There is also a vertical crack in the window head lintol which we reinforced with pins and repointed.
This gate pier, the right-hand gate attached to it, and a part of the wall itself, were demolished down to the foundations when a car missed the bend and hit the pier head-on. Luckily only a few stones suffered actual damage including the coping, if this had been concrete there would have been shearing effects all over it.
The right-hand gate was bent, this was straightened by www.kingtonforge.co.uk/ and while restoring the pier and its capital (coping) I worked with them refixing the hinges to provide a 10mm tolerance where the gates latch, including room for future adjustment as the wall settles over time. Broken stones were reused within the pier where damage is not visible, and parts of the work involved stainless steel pin repairs.
I understand that the driver walked away from the wreckage.
This clock tower had an eroded Bath stone clock dial. Rolls Royce engineers repaired and remade parts of the derelict clock mechanisms, took the bells away and retuned them, and placed a new bell frame on the tower (the mansion was built by Charles Rolls family). While they were working on the mechanism I repaired the dial and other components, putting new eyes in the ends of the cross, putting reinforcing in to hold the clock face and frame, and cleaned all the stone on the tower including the vinework which was particularly coated in lichen. Needless to say they supplied me with the highest grade stainless steel for all my fixings.
Window sills, lintols, stonework repairs in the worker’s cottages at this World Heritage site.
Alastair cleaned and soda treated Grosmont’s upper Tollstone. This beautiful bi-coloured red and green engraved standing stone marking at toll at this former market town is beginning to delaminate. The weather is penetrating down fissures on its top surface – the stone is laid with its original bed strata vertical – and will need further treatment in the future to protect it from erosion but for now it stands refreshed and better protected.
This project in Monmouth, one of several restoration projects in the town, involved the replacement of a significant amount of Bath stonework around the quoins, plinth courses, gable copings, and finial crosses. We also cleaned and restored the internal faces of the Bath stone windows which had been coated in many layers of blue paint. Bare stone was a definite improvement.
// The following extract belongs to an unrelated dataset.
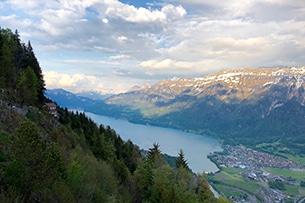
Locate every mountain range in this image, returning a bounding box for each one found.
[45,88,112,109]
[84,67,305,155]
[46,67,305,155]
Most challenging was the project running through the winter of 2009-10, the freezing temperatures affecting lime and stone repair but with the Spring it all came together.
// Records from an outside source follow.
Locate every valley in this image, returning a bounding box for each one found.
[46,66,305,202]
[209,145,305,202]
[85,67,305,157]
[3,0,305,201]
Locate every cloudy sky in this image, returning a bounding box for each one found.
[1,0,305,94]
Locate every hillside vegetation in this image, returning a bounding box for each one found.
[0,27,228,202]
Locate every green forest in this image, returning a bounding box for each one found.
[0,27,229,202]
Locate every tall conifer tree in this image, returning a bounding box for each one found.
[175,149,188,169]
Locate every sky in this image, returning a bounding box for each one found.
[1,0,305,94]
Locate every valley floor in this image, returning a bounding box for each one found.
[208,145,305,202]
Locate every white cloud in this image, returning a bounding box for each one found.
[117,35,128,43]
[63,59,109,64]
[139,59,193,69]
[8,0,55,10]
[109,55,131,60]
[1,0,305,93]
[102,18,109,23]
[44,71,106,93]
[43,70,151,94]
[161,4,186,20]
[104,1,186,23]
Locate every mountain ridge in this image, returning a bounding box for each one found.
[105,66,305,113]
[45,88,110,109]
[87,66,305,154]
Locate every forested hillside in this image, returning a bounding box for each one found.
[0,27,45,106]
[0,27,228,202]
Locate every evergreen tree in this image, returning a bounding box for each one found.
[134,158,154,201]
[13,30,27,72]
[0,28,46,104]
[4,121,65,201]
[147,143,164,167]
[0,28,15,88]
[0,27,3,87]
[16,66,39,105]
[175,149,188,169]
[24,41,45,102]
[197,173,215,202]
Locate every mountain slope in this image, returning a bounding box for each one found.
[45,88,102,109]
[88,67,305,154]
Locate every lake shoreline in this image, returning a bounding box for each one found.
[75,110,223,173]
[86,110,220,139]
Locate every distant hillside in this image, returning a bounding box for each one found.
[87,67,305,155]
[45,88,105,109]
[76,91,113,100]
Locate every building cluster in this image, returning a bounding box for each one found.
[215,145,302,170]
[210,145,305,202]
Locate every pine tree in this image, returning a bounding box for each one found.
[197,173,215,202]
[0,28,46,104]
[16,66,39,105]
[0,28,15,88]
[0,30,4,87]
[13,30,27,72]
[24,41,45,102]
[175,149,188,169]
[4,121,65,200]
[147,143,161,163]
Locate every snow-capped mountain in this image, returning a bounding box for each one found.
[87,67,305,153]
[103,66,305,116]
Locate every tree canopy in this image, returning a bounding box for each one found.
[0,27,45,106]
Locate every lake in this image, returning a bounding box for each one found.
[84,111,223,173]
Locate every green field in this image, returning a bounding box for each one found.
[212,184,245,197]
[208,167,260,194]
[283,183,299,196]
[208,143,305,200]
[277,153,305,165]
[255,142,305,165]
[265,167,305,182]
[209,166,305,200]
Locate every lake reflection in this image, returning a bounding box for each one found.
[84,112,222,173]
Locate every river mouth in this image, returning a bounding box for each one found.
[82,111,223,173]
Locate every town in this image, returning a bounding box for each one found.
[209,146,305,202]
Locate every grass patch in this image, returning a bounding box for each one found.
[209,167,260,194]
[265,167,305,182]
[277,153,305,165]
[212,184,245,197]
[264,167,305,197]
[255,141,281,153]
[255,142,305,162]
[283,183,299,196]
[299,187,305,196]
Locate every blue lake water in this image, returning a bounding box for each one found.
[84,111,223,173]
This picture is a closeup of my early phases of repointing at Kilpeck Church. The mortar using natural lime was developed and specified by John Goom the conservation architect, and has proved compatible with other local conservation requirements since it matches construction mortar in consistency and colour while providing good weather protection breathability and low crush strength. It is shown next to the historic door columns.